Arby, known as the “Nightingale of the Desert,” is a mainstay of the Festival and has been one of the most popular singers in Timbuktu for decades. Her voice is breathtaking and her performance is imbued with incredible rhythmic and spiritual warmth. On top of that she is a brilliant bandleader and arranger, and her band’s angular, frenetic rhythms are a unique statement of the North Malian musical style.
I count myself incredibly fortunate to know her music — thanks to the internet; her first album is only now being released in the U.S. — and even more greatly blessed to count her as a friend and musical collaborator. Her voice is featured heavily on the forthcoming album from The Sway Machinery that we recorded in Mali and which will be released in 2011.
Arby and her band are currently on tour in North America and, naturally, I wanted to take the opportunity to record with her again for the Nigun Project. I was originally expecting to record a duet with Arby, and so I was in for a very pleasant surprise when she arrived at the recording studio with her entire eight-piece band. I had taken a small studio for us to work in, but thanks to the resourcefulness and the quick-on-his-feet work of engineer Dan Huron, we were able to squeeze everyone in and make the recording happen.
The nigun we recorded is based on a piece I learned while sitting around the table at my grandparents’ house. It is a very old nigun — one that my grandfather told me was supposed to have been composed by the Baal Shem Tov himself, which would date the melody back to the 18th century. I sang the piece for Arby and her band and explained what a nigun is, through the translation of Arby’s manager Christopher Nolan. The concept of a devotional wordless meditative melody was familiar to the Malian musicians, and we were able to quickly delve into the work of composing a new song together. Arby was put in the mind of praying by the old Jewish melodies I was singing, and her verses call upon the sounds of the Islamic tradition of her birth. Her two back-up singers sang the words “*Ya salaam,” meaning, “bring peace,” as a chorus to bind the two realms of spiritual expression that Arby and I drew from.

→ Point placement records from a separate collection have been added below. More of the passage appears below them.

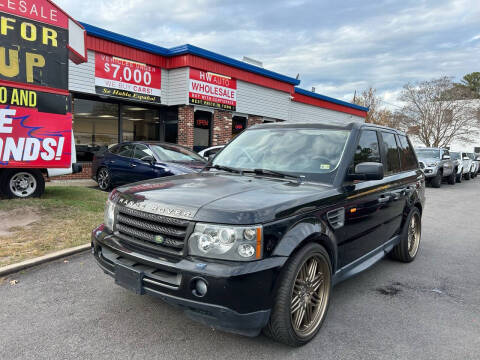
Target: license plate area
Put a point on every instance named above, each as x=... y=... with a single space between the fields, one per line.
x=129 y=278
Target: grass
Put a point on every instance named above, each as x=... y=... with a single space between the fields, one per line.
x=65 y=218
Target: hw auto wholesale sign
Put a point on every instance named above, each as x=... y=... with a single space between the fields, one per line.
x=35 y=118
x=214 y=90
x=128 y=79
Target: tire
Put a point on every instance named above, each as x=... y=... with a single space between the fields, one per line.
x=406 y=251
x=280 y=326
x=451 y=179
x=22 y=183
x=436 y=181
x=104 y=179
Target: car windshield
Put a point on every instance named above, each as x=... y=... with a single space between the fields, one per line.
x=428 y=153
x=175 y=153
x=455 y=156
x=311 y=152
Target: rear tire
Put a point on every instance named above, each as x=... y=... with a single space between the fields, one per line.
x=437 y=181
x=407 y=250
x=302 y=297
x=22 y=183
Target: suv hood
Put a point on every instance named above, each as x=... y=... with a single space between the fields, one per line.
x=223 y=198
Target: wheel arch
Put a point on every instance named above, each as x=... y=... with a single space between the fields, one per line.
x=308 y=231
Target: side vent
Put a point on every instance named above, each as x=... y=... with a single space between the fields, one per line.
x=336 y=218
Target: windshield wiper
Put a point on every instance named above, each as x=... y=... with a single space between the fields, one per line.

Listen to ‘The Baal Shem Tov’s Nigun, featuring Khaira Arby:
We intend to draw upon this special affinity between our respective worlds of culture and spirit next Wednesday, on Erev Rosh Hashanah as Arby joins The Sway Machinery for Hidden Melodies Revealed, “billed as part revival, part rock concert.”
The Sway Machinery’s ongoing Rosh Hashanah project that draws inspiration from the High Holiday liturgy and seeks to celebrate the birth of the world with exultation will hopefully reach even higher heights than ever with Khaira Arby’s ecstatic musical vision in the mix.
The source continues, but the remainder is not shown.